LazyLLM: Dynamic Token Pruning for Efficient Long Context LLM Inference
Qichen Fu, Minsik Cho, Thomas Merth, Sachin Mehta, Mohammad Rastegari, Mahyar Najibi
2024-07-22
Summary
This paper introduces LazyLLM, a new method designed to make large language models (LLMs) faster and more efficient when processing long inputs. It does this by selectively deciding which parts of the input are important and only focusing on those during the computation.
What's the problem?
When LLMs are given long prompts, they often take a long time to generate the first response because they have to process all the tokens (words or pieces of information) at once. This can slow down the entire process and make it less efficient, especially when not all parts of the input are necessary for generating the next token. This delay in generating the first token is a significant bottleneck in using LLMs effectively.
What's the solution?
The authors developed LazyLLM, which dynamically prunes or removes less important tokens during both the initial preparation (prefilling) and the actual generation (decoding) stages. Instead of processing every token, LazyLLM evaluates which tokens are essential for predicting the next output and only computes those. This method allows for different subsets of tokens to be used at each step, improving speed without sacrificing accuracy. In their experiments, LazyLLM showed a 2.34 times speed increase in generating responses while maintaining high accuracy.
Why it matters?
This research is important because it enhances the efficiency of LLMs, making them faster and more practical for real-world applications where quick responses are crucial, such as in customer service or real-time data analysis.

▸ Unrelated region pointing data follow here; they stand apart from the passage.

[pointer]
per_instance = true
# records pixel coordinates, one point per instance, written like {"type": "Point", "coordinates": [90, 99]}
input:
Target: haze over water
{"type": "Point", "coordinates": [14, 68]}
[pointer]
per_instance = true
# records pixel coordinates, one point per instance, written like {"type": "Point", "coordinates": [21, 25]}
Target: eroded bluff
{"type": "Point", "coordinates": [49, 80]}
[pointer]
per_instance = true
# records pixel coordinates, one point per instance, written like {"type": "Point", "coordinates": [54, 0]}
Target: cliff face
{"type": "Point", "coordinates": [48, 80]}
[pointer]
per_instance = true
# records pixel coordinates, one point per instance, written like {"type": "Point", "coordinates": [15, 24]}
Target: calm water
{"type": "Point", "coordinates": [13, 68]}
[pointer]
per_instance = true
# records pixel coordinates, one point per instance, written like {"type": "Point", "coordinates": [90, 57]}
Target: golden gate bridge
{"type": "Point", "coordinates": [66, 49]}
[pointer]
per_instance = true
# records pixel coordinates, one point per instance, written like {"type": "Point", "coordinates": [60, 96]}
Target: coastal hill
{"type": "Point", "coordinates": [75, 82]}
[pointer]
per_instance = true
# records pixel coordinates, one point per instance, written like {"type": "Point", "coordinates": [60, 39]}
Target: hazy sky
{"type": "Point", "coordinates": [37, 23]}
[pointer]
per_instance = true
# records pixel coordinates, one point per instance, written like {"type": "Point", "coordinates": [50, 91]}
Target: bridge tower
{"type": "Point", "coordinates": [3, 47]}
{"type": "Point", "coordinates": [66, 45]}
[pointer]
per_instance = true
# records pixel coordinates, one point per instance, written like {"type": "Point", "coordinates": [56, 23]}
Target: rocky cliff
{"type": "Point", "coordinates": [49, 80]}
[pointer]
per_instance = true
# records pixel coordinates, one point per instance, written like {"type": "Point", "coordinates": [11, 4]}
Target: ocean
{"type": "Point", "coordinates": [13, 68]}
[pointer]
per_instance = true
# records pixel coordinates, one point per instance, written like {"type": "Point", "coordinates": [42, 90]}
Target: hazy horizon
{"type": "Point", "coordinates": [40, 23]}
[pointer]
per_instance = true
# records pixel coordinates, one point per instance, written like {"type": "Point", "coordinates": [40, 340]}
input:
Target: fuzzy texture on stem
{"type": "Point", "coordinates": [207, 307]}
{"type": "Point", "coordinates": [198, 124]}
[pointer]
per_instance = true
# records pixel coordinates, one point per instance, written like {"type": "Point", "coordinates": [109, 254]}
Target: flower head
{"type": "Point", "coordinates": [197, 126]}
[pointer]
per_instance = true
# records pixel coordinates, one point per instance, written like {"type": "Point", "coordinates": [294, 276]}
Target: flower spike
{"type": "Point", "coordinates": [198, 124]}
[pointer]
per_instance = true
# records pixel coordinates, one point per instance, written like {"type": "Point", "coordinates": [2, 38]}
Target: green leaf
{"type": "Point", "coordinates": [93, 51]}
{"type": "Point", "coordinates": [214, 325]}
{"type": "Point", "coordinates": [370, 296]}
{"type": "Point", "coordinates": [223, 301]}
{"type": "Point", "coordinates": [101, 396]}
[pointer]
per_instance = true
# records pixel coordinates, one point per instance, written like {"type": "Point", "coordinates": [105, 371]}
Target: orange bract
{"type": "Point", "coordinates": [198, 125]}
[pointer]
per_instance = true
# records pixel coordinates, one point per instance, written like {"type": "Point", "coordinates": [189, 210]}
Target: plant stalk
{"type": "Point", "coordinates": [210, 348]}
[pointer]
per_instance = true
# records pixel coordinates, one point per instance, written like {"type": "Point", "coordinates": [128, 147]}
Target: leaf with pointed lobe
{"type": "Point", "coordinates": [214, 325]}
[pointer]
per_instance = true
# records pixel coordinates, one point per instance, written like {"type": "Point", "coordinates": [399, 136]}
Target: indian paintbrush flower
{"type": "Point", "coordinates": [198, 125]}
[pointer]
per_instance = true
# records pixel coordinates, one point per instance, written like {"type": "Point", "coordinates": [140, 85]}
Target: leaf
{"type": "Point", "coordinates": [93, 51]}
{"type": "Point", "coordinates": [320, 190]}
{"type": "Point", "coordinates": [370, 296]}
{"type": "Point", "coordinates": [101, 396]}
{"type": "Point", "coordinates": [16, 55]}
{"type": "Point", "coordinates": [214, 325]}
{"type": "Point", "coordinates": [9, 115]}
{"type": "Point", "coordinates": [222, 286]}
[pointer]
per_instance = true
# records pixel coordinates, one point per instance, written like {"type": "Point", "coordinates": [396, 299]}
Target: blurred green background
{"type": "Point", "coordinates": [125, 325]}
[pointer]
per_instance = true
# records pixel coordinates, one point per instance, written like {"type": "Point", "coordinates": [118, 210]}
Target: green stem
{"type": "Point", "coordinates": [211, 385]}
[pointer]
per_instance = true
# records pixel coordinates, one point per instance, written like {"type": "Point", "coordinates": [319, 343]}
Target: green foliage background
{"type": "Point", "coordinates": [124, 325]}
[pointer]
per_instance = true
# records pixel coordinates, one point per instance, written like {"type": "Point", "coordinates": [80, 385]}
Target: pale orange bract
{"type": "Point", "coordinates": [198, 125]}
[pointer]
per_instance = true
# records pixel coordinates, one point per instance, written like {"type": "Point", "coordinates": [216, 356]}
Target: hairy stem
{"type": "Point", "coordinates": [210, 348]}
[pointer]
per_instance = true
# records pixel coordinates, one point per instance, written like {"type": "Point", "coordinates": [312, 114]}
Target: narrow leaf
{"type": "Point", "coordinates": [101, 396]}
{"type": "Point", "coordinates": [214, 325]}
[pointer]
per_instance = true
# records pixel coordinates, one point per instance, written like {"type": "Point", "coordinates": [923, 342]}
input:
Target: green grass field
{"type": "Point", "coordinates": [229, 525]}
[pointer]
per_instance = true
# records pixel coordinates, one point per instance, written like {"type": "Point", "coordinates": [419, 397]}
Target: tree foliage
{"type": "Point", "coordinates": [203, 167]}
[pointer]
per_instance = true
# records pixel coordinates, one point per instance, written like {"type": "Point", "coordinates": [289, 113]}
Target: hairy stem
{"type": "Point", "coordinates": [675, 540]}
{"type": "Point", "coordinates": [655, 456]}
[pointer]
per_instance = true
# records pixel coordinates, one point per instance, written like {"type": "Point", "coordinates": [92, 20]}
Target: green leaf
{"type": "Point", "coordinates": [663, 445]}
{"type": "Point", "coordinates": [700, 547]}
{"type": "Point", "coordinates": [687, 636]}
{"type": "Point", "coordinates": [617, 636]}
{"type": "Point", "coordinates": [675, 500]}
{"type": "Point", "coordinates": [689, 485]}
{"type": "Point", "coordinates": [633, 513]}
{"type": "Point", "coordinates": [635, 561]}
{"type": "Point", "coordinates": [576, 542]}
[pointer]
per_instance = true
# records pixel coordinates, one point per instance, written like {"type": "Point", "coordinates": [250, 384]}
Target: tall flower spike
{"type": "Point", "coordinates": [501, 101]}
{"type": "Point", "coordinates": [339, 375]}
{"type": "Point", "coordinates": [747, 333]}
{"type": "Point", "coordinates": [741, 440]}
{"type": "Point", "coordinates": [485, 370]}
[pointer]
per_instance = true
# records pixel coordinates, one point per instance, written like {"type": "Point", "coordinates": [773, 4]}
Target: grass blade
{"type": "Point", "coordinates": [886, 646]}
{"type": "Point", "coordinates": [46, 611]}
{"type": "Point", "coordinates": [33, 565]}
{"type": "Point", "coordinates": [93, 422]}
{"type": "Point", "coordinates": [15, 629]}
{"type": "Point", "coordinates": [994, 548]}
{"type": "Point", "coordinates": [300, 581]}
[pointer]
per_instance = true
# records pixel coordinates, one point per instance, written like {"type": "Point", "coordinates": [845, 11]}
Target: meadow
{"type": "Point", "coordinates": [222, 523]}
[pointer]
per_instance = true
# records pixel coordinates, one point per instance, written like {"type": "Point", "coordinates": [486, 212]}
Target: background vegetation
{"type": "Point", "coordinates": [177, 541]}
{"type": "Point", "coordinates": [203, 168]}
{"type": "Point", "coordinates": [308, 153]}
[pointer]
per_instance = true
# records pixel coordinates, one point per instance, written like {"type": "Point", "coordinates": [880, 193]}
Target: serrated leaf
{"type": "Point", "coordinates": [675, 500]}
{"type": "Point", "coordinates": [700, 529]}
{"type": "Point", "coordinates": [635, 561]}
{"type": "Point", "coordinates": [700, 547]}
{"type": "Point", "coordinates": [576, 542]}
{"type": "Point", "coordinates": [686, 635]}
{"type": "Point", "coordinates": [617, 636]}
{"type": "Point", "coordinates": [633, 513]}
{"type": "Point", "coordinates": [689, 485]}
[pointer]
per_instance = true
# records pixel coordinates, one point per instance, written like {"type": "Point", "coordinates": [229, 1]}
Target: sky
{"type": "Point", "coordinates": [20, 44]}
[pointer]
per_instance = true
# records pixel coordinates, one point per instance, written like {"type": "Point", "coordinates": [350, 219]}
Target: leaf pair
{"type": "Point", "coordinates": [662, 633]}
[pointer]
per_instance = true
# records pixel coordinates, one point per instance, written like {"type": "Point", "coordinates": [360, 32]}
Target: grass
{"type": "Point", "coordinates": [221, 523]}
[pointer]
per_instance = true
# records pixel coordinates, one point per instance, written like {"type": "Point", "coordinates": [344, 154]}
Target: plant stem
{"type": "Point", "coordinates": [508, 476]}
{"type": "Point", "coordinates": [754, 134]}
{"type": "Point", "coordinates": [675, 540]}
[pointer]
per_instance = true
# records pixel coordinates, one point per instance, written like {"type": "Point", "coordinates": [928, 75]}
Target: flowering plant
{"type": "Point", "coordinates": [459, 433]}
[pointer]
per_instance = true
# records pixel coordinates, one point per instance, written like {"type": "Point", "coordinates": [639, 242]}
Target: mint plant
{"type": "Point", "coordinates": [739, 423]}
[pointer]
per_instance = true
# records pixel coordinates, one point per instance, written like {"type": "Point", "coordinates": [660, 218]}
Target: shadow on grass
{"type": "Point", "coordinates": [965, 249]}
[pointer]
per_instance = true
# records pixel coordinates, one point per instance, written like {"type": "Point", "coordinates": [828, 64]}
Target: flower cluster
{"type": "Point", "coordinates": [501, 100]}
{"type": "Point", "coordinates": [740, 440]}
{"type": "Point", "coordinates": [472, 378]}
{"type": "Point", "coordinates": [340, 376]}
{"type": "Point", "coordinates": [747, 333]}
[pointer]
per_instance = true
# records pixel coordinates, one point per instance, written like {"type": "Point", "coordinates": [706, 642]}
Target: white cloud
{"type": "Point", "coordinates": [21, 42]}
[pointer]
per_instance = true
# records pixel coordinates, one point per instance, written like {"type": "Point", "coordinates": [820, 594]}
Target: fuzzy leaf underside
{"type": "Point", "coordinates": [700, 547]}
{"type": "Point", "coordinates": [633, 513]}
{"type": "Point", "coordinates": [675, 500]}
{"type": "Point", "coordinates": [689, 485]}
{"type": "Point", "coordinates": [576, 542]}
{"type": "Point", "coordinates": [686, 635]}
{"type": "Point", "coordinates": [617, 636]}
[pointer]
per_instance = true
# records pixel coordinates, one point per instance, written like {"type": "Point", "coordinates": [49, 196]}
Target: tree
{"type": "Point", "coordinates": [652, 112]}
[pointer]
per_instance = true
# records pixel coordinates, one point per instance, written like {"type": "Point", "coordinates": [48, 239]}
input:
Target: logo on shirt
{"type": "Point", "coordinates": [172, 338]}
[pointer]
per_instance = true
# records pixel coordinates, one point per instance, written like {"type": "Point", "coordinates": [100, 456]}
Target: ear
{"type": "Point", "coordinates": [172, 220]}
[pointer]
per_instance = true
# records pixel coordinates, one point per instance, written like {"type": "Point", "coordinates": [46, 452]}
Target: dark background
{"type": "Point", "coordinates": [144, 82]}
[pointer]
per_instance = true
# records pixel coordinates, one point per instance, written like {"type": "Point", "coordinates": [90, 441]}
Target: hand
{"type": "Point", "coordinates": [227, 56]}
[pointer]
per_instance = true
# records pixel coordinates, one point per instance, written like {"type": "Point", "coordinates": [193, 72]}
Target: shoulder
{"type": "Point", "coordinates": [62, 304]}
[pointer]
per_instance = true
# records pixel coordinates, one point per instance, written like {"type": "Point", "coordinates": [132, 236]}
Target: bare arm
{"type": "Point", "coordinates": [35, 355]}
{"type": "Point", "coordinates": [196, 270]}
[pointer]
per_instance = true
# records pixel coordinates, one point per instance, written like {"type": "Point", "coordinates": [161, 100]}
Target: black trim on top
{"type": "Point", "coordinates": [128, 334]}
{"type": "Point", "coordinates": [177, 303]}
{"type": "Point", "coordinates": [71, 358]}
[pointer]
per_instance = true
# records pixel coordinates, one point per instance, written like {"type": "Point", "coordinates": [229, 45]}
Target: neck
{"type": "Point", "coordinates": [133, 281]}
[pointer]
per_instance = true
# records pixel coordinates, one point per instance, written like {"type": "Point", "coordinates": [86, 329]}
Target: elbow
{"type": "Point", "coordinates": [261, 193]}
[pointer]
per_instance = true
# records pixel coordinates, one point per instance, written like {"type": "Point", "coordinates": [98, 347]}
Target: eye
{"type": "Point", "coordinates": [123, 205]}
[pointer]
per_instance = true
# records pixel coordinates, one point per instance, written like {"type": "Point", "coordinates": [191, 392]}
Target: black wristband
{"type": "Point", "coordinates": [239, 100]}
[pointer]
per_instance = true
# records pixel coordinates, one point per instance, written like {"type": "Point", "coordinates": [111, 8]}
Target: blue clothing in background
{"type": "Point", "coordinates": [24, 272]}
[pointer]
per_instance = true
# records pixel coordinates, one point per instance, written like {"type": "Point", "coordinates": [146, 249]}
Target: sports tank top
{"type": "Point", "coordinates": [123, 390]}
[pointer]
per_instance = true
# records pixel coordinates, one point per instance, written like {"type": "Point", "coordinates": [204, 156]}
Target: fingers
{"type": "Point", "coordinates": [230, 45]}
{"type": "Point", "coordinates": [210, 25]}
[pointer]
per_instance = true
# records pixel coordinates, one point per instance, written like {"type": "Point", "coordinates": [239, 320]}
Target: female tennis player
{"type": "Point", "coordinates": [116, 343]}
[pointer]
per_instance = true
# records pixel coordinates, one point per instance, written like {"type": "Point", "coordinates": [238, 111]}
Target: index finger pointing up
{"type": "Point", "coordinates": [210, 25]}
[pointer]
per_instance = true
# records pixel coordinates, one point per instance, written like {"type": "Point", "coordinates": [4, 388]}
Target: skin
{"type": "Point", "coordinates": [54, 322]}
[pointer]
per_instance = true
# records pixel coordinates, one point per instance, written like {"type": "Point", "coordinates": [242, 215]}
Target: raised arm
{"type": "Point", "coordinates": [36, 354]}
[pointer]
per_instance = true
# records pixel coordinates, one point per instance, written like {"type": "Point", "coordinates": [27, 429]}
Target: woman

By improving how LLMs handle long inputs, LazyLLM can help make AI systems more accessible and effective in various fields.
Abstract
The inference of transformer-based large language models consists of two sequential stages: 1) a prefilling stage to compute the KV cache of prompts and generate the first token, and 2) a decoding stage to generate subsequent tokens. For long prompts, the KV cache must be computed for all tokens during the prefilling stage, which can significantly increase the time needed to generate the first token. Consequently, the prefilling stage may become a bottleneck in the generation process. An open question remains whether all prompt tokens are essential for generating the first token. To answer this, we introduce a novel method, LazyLLM, that selectively computes the KV for tokens important for the next token prediction in both the prefilling and decoding stages. Contrary to static pruning approaches that prune the prompt at once, LazyLLM allows language models to dynamically select different subsets of tokens from the context in different generation steps, even though they might be pruned in previous steps. Extensive experiments on standard datasets across various tasks demonstrate that LazyLLM is a generic method that can be seamlessly integrated with existing language models to significantly accelerate the generation without fine-tuning. For instance, in the multi-document question-answering task, LazyLLM accelerates the prefilling stage of the LLama 2 7B model by 2.34x while maintaining accuracy.